On Sunday, Maureen is doing a five kilometre walk to raise money for Cancer Research, and David and I head off to Hornsea where I’ve arranged to meet the tenant of our house, Derek. On the way we stop at a Sunday morning market where I buy a shirt and a sweat shirt for 7 pounds. The stall holder takes pity on me and reduces it to six. It’s just about as cheap as Shanghai (which I very vaguely remember having visited recently). The drive down to Hornsea is very pleasant, green with the land getting flatter and the sense of space, the sea nearby and the big skies. I thought Easy Yorkshire was pretty quiet but it seems relatively crowded compared with the North. Get to Hornsea with the sun popping out and it looks much as I remebered it, and seems as attractive as before. The house always makes me blink because it is so cute and unexpected and, apart from the garage doors, looks in good condition. Derek, who is an engineer, is just about to head off to St Petersburg, but we have a cup of tea. Although the house is too small for us, it doesn’t feel at all cramped and has the same nice, relaxed feel, helped by the warmth of the Raeburn in the kitchen. Apart from the kitchen ceiling falling in because of a bathroom leak, the house is in good order and Derek (and sometimes his daughter) clearly enjoy living there. So much so that when I explain we want to sell the house by October 2008, he is keen to come to an arrangement that means we won’t have to put it on the market, and he won’t have to leave. He brings me up to speed on some local gossip and then heads off to the airport. David and I have a mooch around Hornsea looking at some of our (Ann and I) old haunts and have a ceremonial fish and chips on the seat looking out over the North Sea. Not much has changed though another restaurant has closed down – food isn’t Hornsea’s strong point. I go to see if our neighbour Gary is around. His family has had an awful time over the last few years, and has effectively broken up in tragic circumstances, and I would have liked to talk to him. But I can’t find him though I do bump in to another neighbour who provides a bit more gossip and reminds me that Hornsea is being spoilt by skateboarders, graffiti artists, indeed anybody under the age of 21. She teaches at the School.

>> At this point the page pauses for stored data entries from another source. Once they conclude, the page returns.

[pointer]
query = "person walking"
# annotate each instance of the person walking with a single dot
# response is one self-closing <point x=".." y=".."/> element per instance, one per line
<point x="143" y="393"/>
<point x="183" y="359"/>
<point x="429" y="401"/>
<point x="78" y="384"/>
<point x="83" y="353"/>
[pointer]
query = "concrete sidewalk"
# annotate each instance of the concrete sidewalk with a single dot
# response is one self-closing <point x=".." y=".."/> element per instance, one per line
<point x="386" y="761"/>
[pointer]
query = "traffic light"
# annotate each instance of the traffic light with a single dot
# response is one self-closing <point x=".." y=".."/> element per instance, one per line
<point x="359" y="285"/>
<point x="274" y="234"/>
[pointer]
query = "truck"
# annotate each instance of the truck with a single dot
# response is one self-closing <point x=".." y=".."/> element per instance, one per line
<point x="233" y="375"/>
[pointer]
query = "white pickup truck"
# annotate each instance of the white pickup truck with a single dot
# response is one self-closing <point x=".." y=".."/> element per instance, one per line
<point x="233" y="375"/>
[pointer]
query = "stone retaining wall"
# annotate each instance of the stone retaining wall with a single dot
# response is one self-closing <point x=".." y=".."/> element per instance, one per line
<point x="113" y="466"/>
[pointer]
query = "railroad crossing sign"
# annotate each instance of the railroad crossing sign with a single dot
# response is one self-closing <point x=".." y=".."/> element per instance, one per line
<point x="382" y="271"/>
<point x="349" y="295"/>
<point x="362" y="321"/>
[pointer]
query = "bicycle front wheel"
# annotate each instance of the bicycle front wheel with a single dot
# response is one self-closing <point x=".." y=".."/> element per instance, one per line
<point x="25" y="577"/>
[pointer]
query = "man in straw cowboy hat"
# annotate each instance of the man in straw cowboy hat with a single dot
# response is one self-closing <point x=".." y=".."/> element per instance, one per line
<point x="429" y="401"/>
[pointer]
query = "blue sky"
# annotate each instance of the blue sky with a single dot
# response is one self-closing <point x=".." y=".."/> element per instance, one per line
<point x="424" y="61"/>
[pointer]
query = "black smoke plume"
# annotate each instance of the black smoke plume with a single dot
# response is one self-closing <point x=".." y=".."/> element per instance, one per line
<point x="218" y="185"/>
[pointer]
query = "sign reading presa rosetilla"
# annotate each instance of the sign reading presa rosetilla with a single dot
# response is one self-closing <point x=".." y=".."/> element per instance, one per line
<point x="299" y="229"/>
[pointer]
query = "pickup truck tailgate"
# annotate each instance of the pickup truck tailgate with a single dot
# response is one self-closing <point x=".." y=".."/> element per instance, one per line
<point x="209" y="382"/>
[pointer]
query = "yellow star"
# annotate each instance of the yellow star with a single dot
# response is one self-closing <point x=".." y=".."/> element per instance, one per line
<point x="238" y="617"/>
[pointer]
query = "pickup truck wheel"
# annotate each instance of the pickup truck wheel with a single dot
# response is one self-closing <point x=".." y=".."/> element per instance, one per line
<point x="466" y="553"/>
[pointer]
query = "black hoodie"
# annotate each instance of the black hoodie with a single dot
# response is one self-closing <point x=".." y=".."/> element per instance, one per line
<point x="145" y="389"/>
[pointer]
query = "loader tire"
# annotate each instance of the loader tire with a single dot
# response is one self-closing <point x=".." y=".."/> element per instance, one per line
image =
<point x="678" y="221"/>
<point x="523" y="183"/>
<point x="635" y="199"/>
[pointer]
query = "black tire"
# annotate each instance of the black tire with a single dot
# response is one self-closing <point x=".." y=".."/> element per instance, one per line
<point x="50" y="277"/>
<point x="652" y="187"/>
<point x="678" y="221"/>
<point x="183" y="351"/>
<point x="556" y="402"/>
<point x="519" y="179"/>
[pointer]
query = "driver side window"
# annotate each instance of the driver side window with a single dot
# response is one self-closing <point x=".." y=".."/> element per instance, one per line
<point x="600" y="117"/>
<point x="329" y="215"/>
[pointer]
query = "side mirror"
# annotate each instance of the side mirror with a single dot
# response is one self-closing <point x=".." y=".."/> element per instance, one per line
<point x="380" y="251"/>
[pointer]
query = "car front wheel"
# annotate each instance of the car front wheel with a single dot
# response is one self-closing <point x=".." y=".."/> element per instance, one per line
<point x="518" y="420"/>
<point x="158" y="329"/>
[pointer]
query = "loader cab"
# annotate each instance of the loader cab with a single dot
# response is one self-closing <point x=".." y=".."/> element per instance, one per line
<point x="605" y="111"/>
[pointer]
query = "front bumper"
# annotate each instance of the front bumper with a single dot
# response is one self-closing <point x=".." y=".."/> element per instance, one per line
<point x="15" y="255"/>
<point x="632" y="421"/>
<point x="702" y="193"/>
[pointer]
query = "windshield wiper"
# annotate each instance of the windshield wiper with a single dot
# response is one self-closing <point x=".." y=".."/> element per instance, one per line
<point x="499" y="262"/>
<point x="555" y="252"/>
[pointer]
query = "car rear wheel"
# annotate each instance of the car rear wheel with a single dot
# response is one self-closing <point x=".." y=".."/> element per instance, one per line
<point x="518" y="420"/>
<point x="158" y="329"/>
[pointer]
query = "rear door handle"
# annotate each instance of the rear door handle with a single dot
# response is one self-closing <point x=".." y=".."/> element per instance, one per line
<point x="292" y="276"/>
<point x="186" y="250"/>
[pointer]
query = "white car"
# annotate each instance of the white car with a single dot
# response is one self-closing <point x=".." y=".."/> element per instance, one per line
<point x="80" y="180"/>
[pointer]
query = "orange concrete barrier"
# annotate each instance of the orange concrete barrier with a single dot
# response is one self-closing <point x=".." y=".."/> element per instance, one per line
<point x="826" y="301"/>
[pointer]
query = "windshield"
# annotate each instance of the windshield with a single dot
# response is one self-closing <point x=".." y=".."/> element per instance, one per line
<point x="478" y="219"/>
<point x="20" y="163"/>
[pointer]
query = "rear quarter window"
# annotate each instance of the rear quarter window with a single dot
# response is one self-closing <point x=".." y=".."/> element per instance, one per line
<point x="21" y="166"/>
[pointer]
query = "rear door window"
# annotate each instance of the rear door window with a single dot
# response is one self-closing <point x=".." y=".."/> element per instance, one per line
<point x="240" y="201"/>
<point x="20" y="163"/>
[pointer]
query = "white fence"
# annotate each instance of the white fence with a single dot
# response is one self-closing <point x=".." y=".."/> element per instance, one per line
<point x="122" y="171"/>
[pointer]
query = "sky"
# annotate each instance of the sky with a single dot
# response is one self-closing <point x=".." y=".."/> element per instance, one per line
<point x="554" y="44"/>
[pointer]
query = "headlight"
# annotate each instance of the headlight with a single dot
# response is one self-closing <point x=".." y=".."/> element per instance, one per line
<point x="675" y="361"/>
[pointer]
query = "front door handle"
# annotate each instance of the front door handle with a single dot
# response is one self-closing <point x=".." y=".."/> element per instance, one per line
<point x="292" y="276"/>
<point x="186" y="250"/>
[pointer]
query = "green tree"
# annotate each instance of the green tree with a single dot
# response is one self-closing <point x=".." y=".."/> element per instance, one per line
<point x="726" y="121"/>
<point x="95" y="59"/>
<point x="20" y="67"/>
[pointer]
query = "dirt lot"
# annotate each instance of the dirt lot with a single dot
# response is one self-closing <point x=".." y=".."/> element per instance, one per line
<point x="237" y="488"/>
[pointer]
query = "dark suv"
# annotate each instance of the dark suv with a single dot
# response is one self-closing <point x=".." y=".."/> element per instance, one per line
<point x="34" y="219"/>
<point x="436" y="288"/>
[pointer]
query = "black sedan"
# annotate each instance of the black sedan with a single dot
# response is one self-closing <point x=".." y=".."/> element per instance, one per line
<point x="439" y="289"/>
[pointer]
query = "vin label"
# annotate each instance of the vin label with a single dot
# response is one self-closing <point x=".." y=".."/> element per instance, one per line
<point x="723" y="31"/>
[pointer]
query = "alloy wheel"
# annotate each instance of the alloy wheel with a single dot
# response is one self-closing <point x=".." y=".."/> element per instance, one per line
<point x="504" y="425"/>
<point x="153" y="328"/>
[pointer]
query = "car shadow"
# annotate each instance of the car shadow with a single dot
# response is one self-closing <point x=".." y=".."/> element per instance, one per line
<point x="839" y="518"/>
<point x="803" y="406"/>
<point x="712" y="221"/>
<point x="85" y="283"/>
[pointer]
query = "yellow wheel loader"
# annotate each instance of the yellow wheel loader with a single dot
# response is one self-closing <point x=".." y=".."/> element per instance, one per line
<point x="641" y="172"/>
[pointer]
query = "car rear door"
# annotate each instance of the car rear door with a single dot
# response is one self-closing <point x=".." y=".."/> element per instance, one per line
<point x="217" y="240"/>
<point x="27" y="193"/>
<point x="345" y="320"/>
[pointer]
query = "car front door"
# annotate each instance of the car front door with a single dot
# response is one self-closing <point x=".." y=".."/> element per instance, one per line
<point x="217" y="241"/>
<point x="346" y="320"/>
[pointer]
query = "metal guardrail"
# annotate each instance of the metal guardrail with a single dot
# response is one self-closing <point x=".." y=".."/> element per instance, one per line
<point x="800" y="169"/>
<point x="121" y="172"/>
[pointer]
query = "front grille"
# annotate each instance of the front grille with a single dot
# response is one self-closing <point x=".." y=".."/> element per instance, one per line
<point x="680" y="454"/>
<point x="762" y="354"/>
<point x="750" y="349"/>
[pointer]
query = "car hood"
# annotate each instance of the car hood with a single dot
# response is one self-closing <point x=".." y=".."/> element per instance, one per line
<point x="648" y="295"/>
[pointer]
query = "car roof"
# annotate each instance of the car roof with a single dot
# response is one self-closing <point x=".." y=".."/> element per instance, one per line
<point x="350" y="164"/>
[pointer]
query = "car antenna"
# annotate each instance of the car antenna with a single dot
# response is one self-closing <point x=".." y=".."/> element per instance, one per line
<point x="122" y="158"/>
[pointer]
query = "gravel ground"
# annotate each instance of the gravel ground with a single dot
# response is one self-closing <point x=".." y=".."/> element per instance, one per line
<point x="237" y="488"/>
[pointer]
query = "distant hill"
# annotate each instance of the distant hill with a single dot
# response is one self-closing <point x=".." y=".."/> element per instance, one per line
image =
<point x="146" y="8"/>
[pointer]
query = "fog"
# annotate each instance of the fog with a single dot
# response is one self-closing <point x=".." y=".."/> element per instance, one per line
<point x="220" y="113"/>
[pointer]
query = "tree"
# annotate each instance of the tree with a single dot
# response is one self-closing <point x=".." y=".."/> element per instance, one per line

So eventually, having been to the sea, the park, the mere (where there are still several hundred geese and swans, and too many people from West Yorkshire), we head off up North again. I ask David to drop by Ulrome Sands, a place where Ann, Daisy and I used to go for a walk. The local road is closed because the cliffs have been falling down and a huge chunk has disappeared. The coastline here has been receding over the centuries and about 30 villages are reputed to be under the sea. Even in our time, Ann and I have seen, paths, roads, houses, caravans, and even a hotel disappear. There appears to be some desperate work going on to stop the current problem, whch seems worse than normal.
Then back to SpellHowe. By now the rain is coming in and David and Maureen have a soggy feeding time with their animals. One of the geese has a problem with its wing and the other geese have turned against it so it needs its wing binding and then isolating for its own safety. The two townies are magnificent!
Monday morning and its up early, off for the train and back to London. Tomorrow, its the memorial service at Greenwich which will be quite different and will mean I meet up with a lot of old colleagues and friends, and also meet up with my past again!!